ACE intends to seek shareholder approval for a company wind-up at a special meeting to be held on April 7, 2009. ACE is the parent company of Air Canada and was created in 2004 with the re-emergence of Air Canada from bankruptcy protection.
In a letter to OFSI, Koskie Minsky, the law firm representing the unions, called on it to take immediate steps to ensure that Air Canada plan members and pensioners are adequately protected.
During the 2004 Air Canada restructuring under the federal Companies' Creditors Arrangement Act (CCAA), Air Canada workers made significant concessions, including extending the amortization period of unfunded pension liabilities from five to 10 years.
The intention at the time was to provide Air Canada with short-term cash flow to allow the company to restructure into a profitable, and ultimately successful airline, said Leslie Dias, president of CAW Local 2002. "There is no way that these arrangements would have been made if the pension plan was not to be repaid."

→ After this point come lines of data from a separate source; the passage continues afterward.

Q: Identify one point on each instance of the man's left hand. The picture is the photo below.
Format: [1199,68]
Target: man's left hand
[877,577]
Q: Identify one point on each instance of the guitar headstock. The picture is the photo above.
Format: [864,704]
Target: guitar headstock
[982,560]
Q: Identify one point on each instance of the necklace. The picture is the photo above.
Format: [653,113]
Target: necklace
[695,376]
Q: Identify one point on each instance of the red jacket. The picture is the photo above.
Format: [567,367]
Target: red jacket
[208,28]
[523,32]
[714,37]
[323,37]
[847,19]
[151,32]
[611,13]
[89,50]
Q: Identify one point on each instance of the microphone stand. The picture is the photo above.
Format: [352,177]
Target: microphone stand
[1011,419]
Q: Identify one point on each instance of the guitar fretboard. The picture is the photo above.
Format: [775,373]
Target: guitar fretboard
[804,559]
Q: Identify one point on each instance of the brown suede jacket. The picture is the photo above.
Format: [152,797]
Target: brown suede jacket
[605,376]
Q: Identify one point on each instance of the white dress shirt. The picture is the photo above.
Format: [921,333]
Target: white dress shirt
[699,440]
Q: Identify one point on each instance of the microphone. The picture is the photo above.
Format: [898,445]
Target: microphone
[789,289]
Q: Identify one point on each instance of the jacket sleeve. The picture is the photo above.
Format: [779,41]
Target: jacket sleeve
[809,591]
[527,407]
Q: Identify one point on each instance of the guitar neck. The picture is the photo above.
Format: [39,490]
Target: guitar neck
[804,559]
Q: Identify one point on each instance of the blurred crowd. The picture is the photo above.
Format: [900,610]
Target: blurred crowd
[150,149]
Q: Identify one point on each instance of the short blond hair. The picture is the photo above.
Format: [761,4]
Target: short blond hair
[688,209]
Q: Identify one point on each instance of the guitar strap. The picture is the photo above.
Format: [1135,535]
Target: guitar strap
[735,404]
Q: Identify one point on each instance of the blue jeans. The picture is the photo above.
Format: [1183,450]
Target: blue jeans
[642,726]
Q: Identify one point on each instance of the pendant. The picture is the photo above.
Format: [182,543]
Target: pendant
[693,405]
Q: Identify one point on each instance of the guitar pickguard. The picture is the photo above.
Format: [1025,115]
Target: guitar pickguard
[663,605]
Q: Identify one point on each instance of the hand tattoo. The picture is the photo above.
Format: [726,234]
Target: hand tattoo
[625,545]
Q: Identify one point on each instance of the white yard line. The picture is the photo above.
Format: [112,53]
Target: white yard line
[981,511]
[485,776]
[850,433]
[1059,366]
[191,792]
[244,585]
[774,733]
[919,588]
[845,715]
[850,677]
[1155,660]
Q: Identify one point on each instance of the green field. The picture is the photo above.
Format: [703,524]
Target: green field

"Now, not only has ACE failed to oversee the necessary restructuring to put the airline back on track, the company is threatening to pull out of Air Canada when the airline is facing a major pension shortfall and huge challenges with the faltering economy," said Dias.
Background information
- ACE owns 75 per cent of Air Canada shares;
- Air Canada's third quarter financial statements show a loss of $298 million for the first nine months of 2008;
- In December 2008, Air Canada entered into a sale-and-lease-back loan with GE Capital to obtain a sum of $195 million;
- Days later in the Toronto Star, ACE Chair, President and CEO Robert Milton, on the topic of the proposed wind-up, said: "Air Canada has given us [ACE] the impression that they were not in need of cash;
- ACE Chair, President and CEO Robert Milton received $42 million in compensation;
- Since 2004, ACE shareholders have received $2 billion, generated from the sale of Air Canada group companies to outside buyers.